Let's be honest - I have no idea what you're talking about.

Are you trying to suggest that maps aren't a good reason for me to reject a product? That if I think that a map looks like it was computer-generated, I shouldn't pass on such a product? Sorry d00d... maps are an absolutely critical component in my RPG purchases. "A lot better reasons" indeed...

Needless to say - unless you clarify (eg. explanation of "style choice" and "quality" in the context of maps), I'm dismissing your comments entirely.


----------



## psyekl (Jul 7, 2004)

I have to agree with Arnwyn:  I won't buy a product if I don't like the maps, either, but only if the maps are a major part of the product.  I actually HATE the maps put out in many of Wizard's products, but they usually include a hand-drawn map that'll entice me buy it.  Examples:

1) "The Standing Stone" adventure module:  dry, unimaginative and disappointing story, but the maps are fantastic!! (cartography by Todd Gamble- drawn by hand)

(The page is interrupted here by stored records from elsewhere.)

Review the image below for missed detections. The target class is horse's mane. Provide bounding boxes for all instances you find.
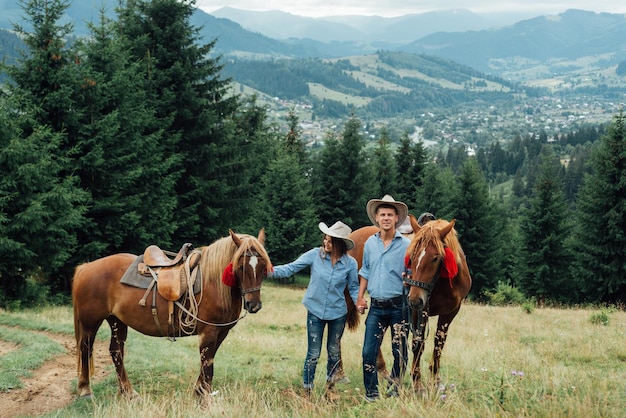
[407,219,462,263]
[200,234,272,306]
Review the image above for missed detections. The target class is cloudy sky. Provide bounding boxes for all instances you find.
[196,0,626,17]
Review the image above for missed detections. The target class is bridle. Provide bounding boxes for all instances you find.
[402,251,443,342]
[239,250,261,297]
[174,250,261,327]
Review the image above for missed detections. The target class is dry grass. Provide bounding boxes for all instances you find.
[1,283,626,418]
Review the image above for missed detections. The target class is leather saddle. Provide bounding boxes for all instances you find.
[137,243,200,302]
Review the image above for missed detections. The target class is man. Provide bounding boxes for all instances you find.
[357,195,410,401]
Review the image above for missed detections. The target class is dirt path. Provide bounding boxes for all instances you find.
[0,331,111,418]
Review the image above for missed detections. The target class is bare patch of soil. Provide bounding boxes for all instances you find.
[0,341,17,356]
[0,331,111,418]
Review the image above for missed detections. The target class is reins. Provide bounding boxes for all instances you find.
[174,251,261,334]
[402,260,443,341]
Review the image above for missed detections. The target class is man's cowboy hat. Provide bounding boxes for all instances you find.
[396,216,413,234]
[367,194,409,227]
[319,221,354,250]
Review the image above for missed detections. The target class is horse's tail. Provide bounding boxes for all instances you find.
[343,287,361,331]
[72,265,94,376]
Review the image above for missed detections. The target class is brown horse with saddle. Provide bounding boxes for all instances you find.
[337,213,472,392]
[72,230,272,397]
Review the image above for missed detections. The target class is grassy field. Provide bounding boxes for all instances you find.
[0,283,626,417]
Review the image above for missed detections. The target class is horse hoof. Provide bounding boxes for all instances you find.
[78,389,93,399]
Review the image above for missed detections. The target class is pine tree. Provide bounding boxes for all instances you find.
[7,0,83,147]
[394,133,428,206]
[573,113,626,302]
[0,96,87,302]
[372,129,398,197]
[77,12,180,260]
[259,116,316,264]
[313,117,368,229]
[452,158,506,296]
[519,147,573,304]
[118,0,239,243]
[415,163,458,220]
[2,0,88,292]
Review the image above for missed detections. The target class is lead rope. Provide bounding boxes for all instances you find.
[175,249,204,335]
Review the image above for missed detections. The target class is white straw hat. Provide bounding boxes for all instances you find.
[319,221,354,250]
[367,194,409,228]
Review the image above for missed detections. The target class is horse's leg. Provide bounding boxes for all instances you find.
[411,310,428,395]
[195,326,230,398]
[376,349,391,381]
[74,318,102,398]
[107,316,139,398]
[430,308,459,387]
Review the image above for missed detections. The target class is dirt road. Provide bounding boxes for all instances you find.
[0,331,112,418]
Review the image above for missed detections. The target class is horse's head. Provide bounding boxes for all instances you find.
[228,229,272,313]
[404,215,456,310]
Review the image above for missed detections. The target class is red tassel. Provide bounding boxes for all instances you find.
[441,247,459,287]
[222,263,237,287]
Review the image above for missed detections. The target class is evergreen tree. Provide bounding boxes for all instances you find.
[573,113,626,302]
[519,146,572,304]
[260,117,316,264]
[77,12,180,260]
[394,133,428,206]
[7,0,83,149]
[221,96,276,235]
[3,0,87,292]
[371,129,397,197]
[0,96,87,302]
[415,163,458,220]
[313,117,368,229]
[287,108,308,167]
[118,0,239,243]
[452,158,506,296]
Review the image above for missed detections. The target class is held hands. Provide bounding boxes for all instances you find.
[356,299,367,314]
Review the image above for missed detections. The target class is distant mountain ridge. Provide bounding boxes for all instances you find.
[399,9,626,72]
[0,0,626,79]
[211,7,502,44]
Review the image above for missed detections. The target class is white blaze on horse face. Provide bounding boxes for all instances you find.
[415,248,426,271]
[248,255,259,280]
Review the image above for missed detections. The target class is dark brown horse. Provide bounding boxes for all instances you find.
[72,230,272,397]
[405,216,472,393]
[335,225,413,380]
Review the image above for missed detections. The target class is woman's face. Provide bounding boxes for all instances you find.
[322,235,333,253]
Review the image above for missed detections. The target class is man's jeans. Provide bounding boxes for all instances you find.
[363,303,409,397]
[302,312,348,388]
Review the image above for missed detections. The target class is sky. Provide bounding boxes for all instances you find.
[196,0,626,17]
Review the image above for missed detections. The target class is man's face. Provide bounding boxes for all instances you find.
[376,207,398,231]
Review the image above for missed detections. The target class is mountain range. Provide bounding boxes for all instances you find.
[0,0,626,78]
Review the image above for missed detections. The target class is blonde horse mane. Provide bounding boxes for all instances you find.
[200,234,272,306]
[407,219,461,264]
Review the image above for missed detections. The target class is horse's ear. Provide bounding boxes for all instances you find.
[228,229,241,248]
[409,213,421,232]
[438,219,456,241]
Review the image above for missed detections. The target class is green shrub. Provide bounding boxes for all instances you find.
[484,282,526,306]
[589,309,610,326]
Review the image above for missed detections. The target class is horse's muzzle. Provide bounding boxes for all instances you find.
[409,297,426,311]
[243,301,263,313]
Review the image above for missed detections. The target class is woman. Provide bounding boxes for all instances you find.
[270,221,359,395]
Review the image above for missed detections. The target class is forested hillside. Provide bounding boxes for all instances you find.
[224,51,545,118]
[0,0,626,306]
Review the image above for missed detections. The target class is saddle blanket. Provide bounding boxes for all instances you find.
[120,254,202,295]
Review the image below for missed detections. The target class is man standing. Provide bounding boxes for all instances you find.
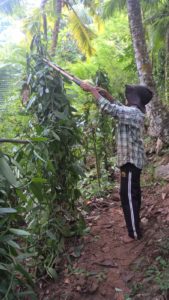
[81,82,153,242]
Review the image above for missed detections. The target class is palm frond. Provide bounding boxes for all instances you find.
[102,0,126,19]
[69,10,96,56]
[0,0,21,14]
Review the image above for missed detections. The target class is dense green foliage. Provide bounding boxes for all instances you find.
[0,0,169,300]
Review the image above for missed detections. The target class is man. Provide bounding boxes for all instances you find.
[81,82,153,242]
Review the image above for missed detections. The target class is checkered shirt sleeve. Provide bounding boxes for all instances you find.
[98,97,145,169]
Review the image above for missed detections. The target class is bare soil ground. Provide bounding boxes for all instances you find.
[39,170,169,300]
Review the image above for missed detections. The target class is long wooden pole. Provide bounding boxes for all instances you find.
[0,139,32,144]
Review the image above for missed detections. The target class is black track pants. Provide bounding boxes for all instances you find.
[120,163,141,239]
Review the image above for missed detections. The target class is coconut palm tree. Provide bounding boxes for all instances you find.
[102,0,169,143]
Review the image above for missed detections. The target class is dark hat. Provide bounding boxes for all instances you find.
[125,84,153,112]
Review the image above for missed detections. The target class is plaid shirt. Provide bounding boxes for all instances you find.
[98,97,145,169]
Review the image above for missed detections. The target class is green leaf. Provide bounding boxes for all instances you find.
[9,228,31,236]
[29,137,48,142]
[15,264,35,288]
[31,177,47,183]
[47,267,58,279]
[30,182,43,202]
[33,150,46,163]
[0,157,18,186]
[27,96,36,109]
[7,240,21,250]
[52,130,60,141]
[0,207,17,214]
[0,264,8,271]
[17,290,37,300]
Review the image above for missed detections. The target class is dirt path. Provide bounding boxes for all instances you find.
[39,179,169,300]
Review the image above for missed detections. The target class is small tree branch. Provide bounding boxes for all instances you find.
[0,139,32,144]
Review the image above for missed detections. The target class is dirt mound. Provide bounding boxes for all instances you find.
[39,180,169,300]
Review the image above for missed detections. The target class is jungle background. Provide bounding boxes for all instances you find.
[0,0,169,300]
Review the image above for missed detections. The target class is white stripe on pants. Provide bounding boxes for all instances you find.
[128,172,138,239]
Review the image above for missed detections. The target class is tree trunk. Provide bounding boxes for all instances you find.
[127,0,169,143]
[165,29,169,103]
[51,0,62,56]
[40,0,48,41]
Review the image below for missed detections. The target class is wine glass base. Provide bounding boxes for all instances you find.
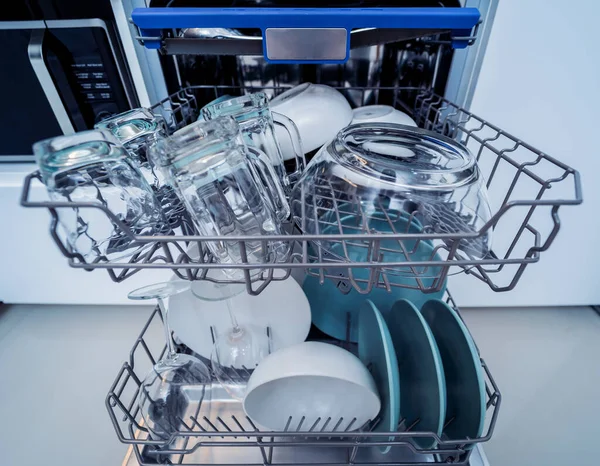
[138,354,211,439]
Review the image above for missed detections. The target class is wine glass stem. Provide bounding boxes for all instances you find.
[225,298,239,331]
[158,298,177,359]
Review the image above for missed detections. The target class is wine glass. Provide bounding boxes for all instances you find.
[128,281,211,439]
[192,277,270,400]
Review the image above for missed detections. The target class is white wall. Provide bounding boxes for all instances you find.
[450,0,600,306]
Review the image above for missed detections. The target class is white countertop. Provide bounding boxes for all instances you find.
[0,305,600,466]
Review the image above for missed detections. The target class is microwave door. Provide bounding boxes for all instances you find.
[46,19,137,131]
[0,21,73,162]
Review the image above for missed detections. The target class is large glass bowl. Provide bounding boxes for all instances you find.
[291,123,492,276]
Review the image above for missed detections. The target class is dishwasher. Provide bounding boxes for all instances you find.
[21,0,582,466]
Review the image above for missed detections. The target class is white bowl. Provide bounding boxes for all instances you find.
[244,341,381,432]
[269,83,352,160]
[351,105,417,126]
[169,277,311,358]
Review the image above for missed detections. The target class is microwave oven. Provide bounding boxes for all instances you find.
[0,0,138,162]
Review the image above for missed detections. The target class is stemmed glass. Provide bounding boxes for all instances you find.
[128,281,211,439]
[192,281,270,400]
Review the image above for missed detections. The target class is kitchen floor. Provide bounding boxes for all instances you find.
[0,305,600,466]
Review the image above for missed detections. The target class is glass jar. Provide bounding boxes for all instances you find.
[33,130,170,262]
[290,123,492,268]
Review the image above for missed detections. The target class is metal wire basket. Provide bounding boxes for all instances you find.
[106,294,501,466]
[21,86,582,295]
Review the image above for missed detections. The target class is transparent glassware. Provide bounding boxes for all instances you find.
[94,108,168,190]
[200,92,306,190]
[94,108,185,228]
[128,281,211,440]
[151,117,290,278]
[192,282,271,401]
[33,130,170,262]
[290,123,492,262]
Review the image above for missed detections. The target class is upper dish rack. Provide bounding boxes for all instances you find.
[21,85,582,294]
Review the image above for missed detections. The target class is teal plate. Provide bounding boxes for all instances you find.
[383,299,446,449]
[358,300,400,454]
[302,208,446,342]
[421,299,485,446]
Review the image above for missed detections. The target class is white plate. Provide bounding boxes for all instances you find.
[244,341,381,432]
[269,83,352,160]
[351,105,417,126]
[168,277,311,358]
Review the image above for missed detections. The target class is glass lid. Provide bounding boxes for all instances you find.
[328,123,478,190]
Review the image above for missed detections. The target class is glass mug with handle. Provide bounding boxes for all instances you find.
[200,92,306,191]
[94,108,186,228]
[94,108,168,190]
[151,117,290,279]
[33,130,170,262]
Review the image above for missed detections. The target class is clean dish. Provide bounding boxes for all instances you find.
[269,83,352,160]
[421,299,485,446]
[302,206,446,342]
[196,94,233,121]
[382,299,446,449]
[358,300,400,454]
[169,278,310,358]
[244,340,381,432]
[350,105,417,126]
[290,123,492,261]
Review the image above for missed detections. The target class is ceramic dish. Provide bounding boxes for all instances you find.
[358,300,401,454]
[269,83,352,158]
[383,299,446,449]
[244,341,381,432]
[421,299,485,440]
[302,207,446,342]
[351,105,417,126]
[169,278,310,358]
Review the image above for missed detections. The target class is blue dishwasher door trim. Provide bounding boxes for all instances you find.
[131,8,480,63]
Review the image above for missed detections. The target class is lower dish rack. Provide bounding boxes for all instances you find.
[106,293,501,466]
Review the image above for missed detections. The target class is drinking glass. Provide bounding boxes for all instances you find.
[33,130,170,262]
[94,108,186,228]
[200,92,306,190]
[192,275,271,401]
[151,117,289,277]
[94,108,168,190]
[128,281,211,439]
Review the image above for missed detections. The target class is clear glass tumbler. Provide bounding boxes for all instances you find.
[33,130,170,262]
[151,117,289,278]
[200,92,306,190]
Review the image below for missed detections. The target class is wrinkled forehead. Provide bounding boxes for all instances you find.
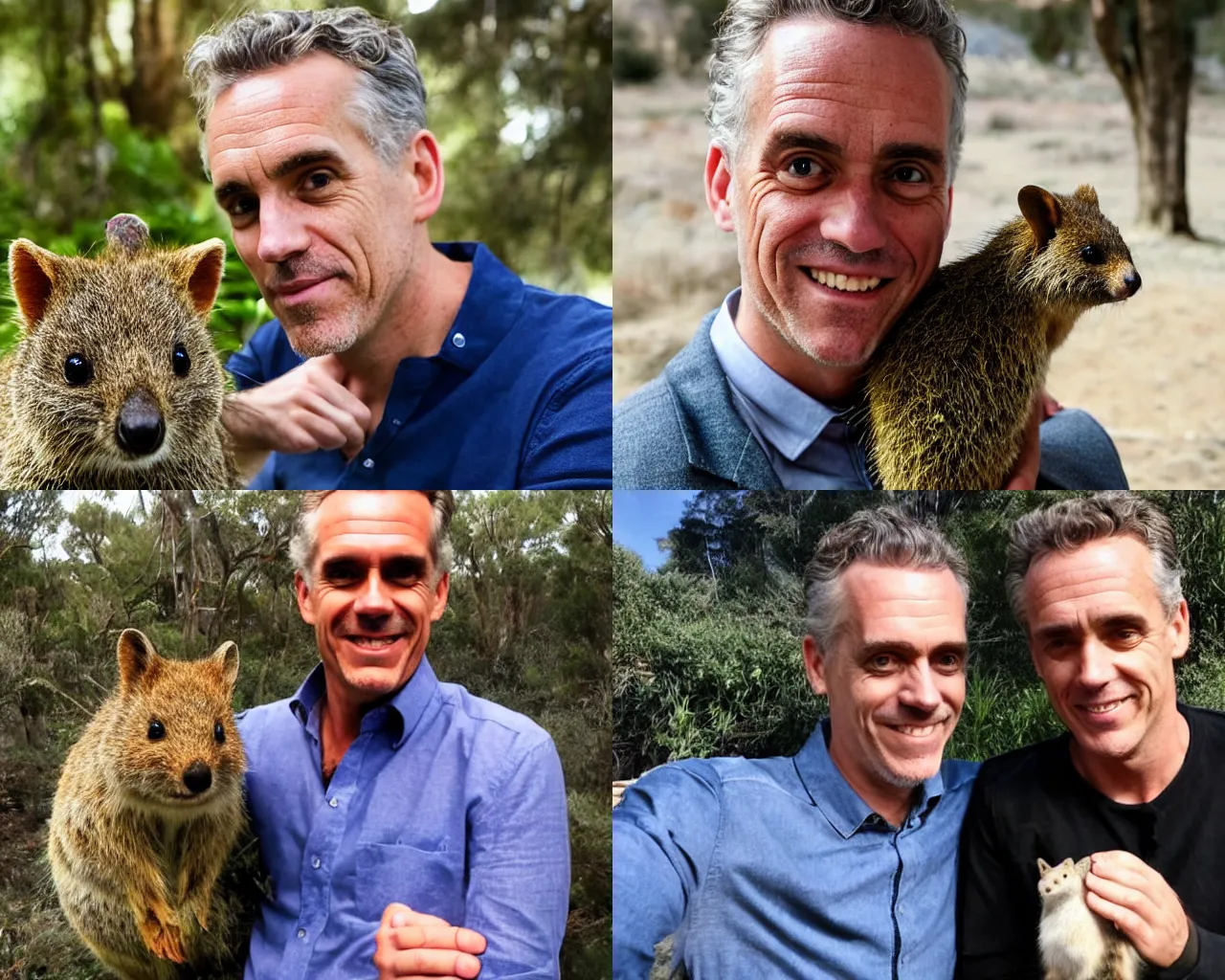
[316,490,433,561]
[747,16,952,145]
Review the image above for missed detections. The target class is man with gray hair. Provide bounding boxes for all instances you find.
[237,490,569,980]
[187,8,612,489]
[612,508,977,980]
[612,0,1127,490]
[957,494,1225,980]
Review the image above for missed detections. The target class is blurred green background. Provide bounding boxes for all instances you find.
[0,0,612,353]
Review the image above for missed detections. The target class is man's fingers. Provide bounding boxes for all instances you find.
[390,920,485,955]
[387,949,480,980]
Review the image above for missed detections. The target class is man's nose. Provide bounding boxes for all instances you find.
[898,660,942,714]
[353,568,394,616]
[821,178,889,253]
[256,197,310,264]
[1077,635,1115,687]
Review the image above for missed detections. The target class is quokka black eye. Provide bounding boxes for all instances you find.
[170,345,191,377]
[64,354,93,389]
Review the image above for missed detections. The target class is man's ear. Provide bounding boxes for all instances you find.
[1169,599,1191,660]
[705,144,736,232]
[804,634,830,695]
[430,572,451,622]
[403,130,446,223]
[294,572,315,626]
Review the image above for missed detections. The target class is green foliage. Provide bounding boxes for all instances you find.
[612,490,1225,778]
[612,21,662,84]
[0,491,612,980]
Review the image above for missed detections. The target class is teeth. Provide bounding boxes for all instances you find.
[349,635,395,647]
[898,725,936,739]
[808,268,880,293]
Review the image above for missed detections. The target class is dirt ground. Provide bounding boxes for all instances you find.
[612,57,1225,489]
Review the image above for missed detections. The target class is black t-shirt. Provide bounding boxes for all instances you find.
[957,704,1225,980]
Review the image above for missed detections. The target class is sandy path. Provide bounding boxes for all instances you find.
[612,57,1225,489]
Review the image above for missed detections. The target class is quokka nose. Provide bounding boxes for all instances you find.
[183,760,213,792]
[115,389,166,456]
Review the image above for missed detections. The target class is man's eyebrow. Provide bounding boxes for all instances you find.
[213,149,337,201]
[880,144,945,167]
[766,130,843,157]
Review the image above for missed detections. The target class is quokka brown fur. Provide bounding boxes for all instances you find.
[48,630,246,980]
[1037,858,1146,980]
[0,214,237,490]
[866,184,1141,490]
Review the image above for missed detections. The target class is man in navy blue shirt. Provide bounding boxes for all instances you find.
[188,8,612,489]
[612,508,977,980]
[239,490,569,980]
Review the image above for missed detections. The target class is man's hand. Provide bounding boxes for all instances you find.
[1084,850,1191,969]
[1003,390,1048,490]
[375,902,485,980]
[222,354,370,467]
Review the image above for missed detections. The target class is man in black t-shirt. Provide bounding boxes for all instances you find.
[957,494,1225,980]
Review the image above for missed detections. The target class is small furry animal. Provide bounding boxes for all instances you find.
[0,214,239,490]
[48,630,246,980]
[1037,858,1145,980]
[866,184,1141,490]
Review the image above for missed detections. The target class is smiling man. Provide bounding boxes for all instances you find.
[958,494,1225,980]
[612,0,1127,490]
[239,490,569,980]
[188,8,612,489]
[612,508,977,980]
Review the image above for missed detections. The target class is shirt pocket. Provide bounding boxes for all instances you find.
[356,844,464,926]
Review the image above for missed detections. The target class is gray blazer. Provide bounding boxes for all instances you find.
[612,310,1127,490]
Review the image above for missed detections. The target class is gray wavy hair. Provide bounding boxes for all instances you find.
[1003,491,1183,625]
[187,8,425,172]
[804,507,970,655]
[289,490,456,582]
[705,0,968,177]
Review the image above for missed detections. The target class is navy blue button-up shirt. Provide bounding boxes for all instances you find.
[612,721,977,980]
[226,241,612,490]
[237,657,569,980]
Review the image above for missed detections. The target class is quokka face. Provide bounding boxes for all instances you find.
[10,215,226,484]
[1016,184,1141,306]
[113,631,246,818]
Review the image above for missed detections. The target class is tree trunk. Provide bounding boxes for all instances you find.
[1091,0,1195,236]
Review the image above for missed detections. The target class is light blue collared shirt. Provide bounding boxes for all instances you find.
[612,719,979,980]
[237,657,569,980]
[710,287,872,490]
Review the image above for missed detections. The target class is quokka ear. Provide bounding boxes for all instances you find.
[210,639,237,695]
[1016,184,1063,250]
[1076,184,1100,207]
[9,237,62,336]
[171,237,226,316]
[117,630,162,697]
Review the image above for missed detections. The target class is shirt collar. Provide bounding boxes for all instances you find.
[710,288,841,463]
[423,241,526,373]
[289,653,438,748]
[795,718,945,838]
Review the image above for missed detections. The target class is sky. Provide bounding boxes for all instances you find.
[612,490,697,570]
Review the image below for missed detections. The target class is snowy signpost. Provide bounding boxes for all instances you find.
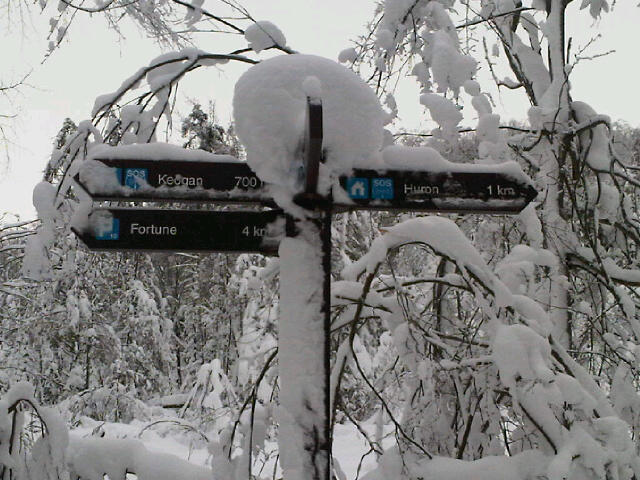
[74,96,537,480]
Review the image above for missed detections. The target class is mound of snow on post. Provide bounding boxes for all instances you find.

2) "The Sunless Citadel" adventure module:  A somewhat simplistic story, but fun.  The dungeon maps are random (this is supposed to be a castle) and have a "technological feel", being drawn with a shadow as if they're hovering over the grid below.  The 3 mini-maps inside the front cover are excellent (once again, drawn by Todd Gamble).

For a fantastic story and wonderful maps, try to get your hands on "Night's Dark Terror", an introductory Expert D&D module released back in 1986 by TSR for the Basic D&D system (remember those?) (written accross top: B10 <british flag>Special Basic/Expert Transition Module for Levels 2-4   9149).  All of the maps are hand-drawn, it includes a cardstock foldout filled with mini-maps for minor locations, and a poster-sized foldout printed with maps on BOTH SIDES.

A SIDE NOTE:  I'd like to post some more pics, but the "Manage Attatchments" button doesn't work anymore.  Help please...


----------



## Hand of Evil (Jul 9, 2004)

This is really strange, I see hand drawn maps as more "art", there is a level of skill, talent, knowledge and thought that goes into them.  Today's maps are more talent and knowledge than skill.


----------



## Ferret (Jul 9, 2004)

I still want hand drawn maps.


----------



## psyekl (Jul 9, 2004)

Hand of Evil, if I misinterpret your response please correct me.  Other readers: please keep those responses coming! I need them to fine-tune my book:

The fact that hand-drawn maps ARE art is the point.  While computer-drawn maps are accurate and informative (then again so is any properly drawn map), the artistic maps are more able to encourage the imagination and "draw" the viewer into the setting (please note that I'm referring to fantasy or similar genres).  Many maps I've seen drawn by computer are actually done because the creator has (admittedly) "no talent", and by using the computer they are able to produce a map of the quality and detail beyond what would have been possible otherwise.  At the same time they're able to breathe "life" into their creation by giving it physical form (how omnipotent!). 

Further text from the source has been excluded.